В конце концов, в настоящее Марьино тоже не сразу приехали. Похоже, не выдержав нарушений правил, сама земля вступила в игру и начала прятаться и прятать.

2

На болоте ровным облаком-нимбом лежал туман. Даже до первых кустов добраться оказалось непросто – между кочками нога утопала чуть не по колено, из-под травы выступала лоснящаяся чёрная жижа и хваталась за сапог. Ведьма колорадская! Казалось, что всё население деревеньки высунулось из окон и смотрит на мой потешный аллюр к лесу. Не обернулся – а вдруг и вправду смотрят, от таких проводов можно и испугаться.

«Вернуться к машине и рвать отсюда!» – подумал я и сам зашагал дальше: торчащие над туманом верхушки елей уже не просто манили, но тянули к себе, зацепив тугим жгутом не то что за рёбра, а за саму печёнку – где-то там, внутри и холодело при каждом появлении в воображении бурой шляпки.

За полосой кустов земля, оставаясь оспяно-неровной, отвердела, бежать к лесу стало легче, только чем ближе он становился, делалось и страшнее. В незнакомый лес входить всегда страшно, и когда бы не страсть, кого затащишь лешему в гости? Страсть всегда больше страха, а у меня в глазах, умноженные зеркалами снов и небывалого со мной, стояли, росисто манекенясь в притихшей траве – белые, белые, белые, ах! Какие же, чёрт побери, белые!.. Ведь пустейшая вещь – плесень одноногая, а так вгрызается в душу, что ничего больше и нет на свете, – я слышал, как они меня звали, томясь никому пока не высказанной тайной… Через болото и страх я пёр на этот зов, в незнакомый лес, как будто в новую, такую же тайную, иную свою сущность.

И всё же я был рад, что Рыжий не пошёл ко мне провожатым, не было, как говорится, счастья. Страшно-не страшно, а с лесом надо быть одному, как, может быть, с Богом, поверьте атеисту, он знает и вкус, и цвет уединения и таинства, никто больше него не таился своих отношений с Высшим Разумом. Какие грибы компанией!? «Ва-а-ань!.. Ма-а-ань!.. Ау-у-у-у!.. Ча-во-о-о!..». Я от человеческого голоса в лесу сразу становлюсь несчастным.

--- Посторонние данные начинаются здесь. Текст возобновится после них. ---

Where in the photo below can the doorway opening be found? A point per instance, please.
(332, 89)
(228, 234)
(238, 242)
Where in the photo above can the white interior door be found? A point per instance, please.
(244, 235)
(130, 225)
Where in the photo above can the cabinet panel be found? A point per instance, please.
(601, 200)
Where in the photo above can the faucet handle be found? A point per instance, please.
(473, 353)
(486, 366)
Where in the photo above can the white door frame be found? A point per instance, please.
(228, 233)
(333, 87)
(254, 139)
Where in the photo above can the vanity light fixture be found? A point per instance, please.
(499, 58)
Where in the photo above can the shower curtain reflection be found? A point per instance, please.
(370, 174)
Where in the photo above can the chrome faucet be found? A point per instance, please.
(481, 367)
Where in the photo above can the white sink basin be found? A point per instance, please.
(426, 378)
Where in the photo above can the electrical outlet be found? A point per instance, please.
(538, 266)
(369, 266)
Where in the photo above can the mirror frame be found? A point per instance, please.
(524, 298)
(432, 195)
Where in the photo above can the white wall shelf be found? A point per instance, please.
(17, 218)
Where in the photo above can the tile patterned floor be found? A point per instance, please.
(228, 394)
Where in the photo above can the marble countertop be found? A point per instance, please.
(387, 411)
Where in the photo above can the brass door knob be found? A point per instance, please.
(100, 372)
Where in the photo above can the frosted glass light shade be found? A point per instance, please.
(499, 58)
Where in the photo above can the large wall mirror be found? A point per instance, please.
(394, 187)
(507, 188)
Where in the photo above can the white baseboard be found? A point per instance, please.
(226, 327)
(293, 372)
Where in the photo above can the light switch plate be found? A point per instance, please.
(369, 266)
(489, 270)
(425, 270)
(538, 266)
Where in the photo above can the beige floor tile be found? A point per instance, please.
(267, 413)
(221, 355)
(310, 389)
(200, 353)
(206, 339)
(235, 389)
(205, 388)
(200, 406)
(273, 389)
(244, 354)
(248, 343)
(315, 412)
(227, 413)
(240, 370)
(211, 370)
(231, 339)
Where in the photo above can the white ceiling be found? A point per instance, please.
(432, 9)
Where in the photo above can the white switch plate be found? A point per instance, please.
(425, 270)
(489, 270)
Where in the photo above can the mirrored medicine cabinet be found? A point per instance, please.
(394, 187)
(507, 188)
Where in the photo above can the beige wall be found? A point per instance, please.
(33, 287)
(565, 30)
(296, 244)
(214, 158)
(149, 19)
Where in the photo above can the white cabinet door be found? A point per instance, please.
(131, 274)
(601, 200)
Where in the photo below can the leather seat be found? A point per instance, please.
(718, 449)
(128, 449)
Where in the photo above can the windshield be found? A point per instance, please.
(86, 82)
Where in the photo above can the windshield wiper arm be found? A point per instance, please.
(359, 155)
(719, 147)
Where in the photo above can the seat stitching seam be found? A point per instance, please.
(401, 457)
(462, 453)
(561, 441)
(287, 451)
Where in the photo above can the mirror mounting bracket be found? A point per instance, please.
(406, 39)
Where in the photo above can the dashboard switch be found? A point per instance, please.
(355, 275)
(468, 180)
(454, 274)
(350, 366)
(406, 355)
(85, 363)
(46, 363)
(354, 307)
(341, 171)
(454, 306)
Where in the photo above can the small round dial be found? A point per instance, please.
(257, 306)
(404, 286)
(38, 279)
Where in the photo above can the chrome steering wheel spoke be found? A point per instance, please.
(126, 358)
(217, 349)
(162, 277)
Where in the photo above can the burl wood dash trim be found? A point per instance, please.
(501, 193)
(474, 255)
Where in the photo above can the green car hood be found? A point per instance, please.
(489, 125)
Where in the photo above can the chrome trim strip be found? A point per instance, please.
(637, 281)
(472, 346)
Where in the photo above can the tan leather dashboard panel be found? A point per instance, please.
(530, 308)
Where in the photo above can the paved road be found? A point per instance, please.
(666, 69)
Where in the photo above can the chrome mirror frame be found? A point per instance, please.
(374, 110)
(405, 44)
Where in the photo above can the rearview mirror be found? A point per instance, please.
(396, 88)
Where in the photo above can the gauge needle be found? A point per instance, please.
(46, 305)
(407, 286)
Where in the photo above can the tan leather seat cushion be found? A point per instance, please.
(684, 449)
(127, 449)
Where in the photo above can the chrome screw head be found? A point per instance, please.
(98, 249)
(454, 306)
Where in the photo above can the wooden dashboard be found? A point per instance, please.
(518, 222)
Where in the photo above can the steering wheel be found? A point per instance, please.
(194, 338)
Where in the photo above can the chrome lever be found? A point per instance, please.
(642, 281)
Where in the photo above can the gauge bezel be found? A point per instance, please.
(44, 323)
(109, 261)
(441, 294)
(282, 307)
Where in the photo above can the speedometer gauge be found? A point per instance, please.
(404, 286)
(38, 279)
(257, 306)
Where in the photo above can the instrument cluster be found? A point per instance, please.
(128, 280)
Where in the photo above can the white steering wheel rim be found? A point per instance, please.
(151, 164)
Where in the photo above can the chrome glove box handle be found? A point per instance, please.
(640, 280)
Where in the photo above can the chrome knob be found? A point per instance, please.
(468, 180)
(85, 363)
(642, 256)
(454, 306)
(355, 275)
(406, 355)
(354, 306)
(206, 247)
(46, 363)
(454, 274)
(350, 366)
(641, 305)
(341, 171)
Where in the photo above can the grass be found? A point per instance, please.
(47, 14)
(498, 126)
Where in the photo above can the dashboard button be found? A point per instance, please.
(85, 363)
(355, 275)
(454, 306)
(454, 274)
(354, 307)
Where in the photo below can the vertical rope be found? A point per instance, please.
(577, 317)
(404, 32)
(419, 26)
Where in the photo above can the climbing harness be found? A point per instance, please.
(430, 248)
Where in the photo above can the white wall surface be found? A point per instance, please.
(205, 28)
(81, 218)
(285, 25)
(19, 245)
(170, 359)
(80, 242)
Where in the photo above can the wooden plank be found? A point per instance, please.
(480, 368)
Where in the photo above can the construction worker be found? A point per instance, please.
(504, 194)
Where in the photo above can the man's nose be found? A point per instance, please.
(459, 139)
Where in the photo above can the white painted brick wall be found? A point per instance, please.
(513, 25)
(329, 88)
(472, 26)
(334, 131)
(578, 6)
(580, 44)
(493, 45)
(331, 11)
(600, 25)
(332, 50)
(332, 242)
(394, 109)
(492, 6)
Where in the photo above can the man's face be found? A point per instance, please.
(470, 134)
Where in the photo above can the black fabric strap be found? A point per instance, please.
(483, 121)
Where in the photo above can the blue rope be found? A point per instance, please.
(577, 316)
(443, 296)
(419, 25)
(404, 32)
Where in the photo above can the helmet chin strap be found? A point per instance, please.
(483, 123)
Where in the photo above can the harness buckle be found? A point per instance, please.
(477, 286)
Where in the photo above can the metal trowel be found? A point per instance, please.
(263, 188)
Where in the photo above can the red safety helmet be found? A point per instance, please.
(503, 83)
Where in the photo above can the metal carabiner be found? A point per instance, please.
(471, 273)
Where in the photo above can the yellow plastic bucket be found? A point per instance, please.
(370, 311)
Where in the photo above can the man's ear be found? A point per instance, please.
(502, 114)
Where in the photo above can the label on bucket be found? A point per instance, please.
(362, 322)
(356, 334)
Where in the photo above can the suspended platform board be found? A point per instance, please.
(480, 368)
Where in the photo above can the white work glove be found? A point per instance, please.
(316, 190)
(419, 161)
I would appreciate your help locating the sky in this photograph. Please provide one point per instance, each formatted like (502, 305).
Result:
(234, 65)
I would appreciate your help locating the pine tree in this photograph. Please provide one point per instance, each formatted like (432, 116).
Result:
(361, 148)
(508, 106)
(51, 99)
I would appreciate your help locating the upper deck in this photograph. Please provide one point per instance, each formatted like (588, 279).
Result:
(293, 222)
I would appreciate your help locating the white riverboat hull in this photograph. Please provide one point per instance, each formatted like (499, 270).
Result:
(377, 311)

Между болотом и полем узко вклинился кусочек поля, злаки были здесь ещё гуще – по колоску на три метра. «А рожь-то у нас кака!..» Вот именно – кака…

Вчера хотел было заночевать в машине, но с сумерками на меня накатила такая тоска, что я сломался – пошел проситься на постой по деревне. Приютил Рыжий. Он жил один, и когда я перешагнул порог его хибары, меня обуяла тоска ещё большая – такую щемящую убогость я даже описывать не берусь: пустой дом, в котором не было бы ничего вообще, выглядел бы достойней, во всяком случае в пустом не из чего было родиться такому запаху. Рыжий всё молчал, поглядывал на меня исподлобья и с какой-то брезгливостью, как будто это я был в вонючих портках или я был виноват в том, что его берлога лет пять не видела веника.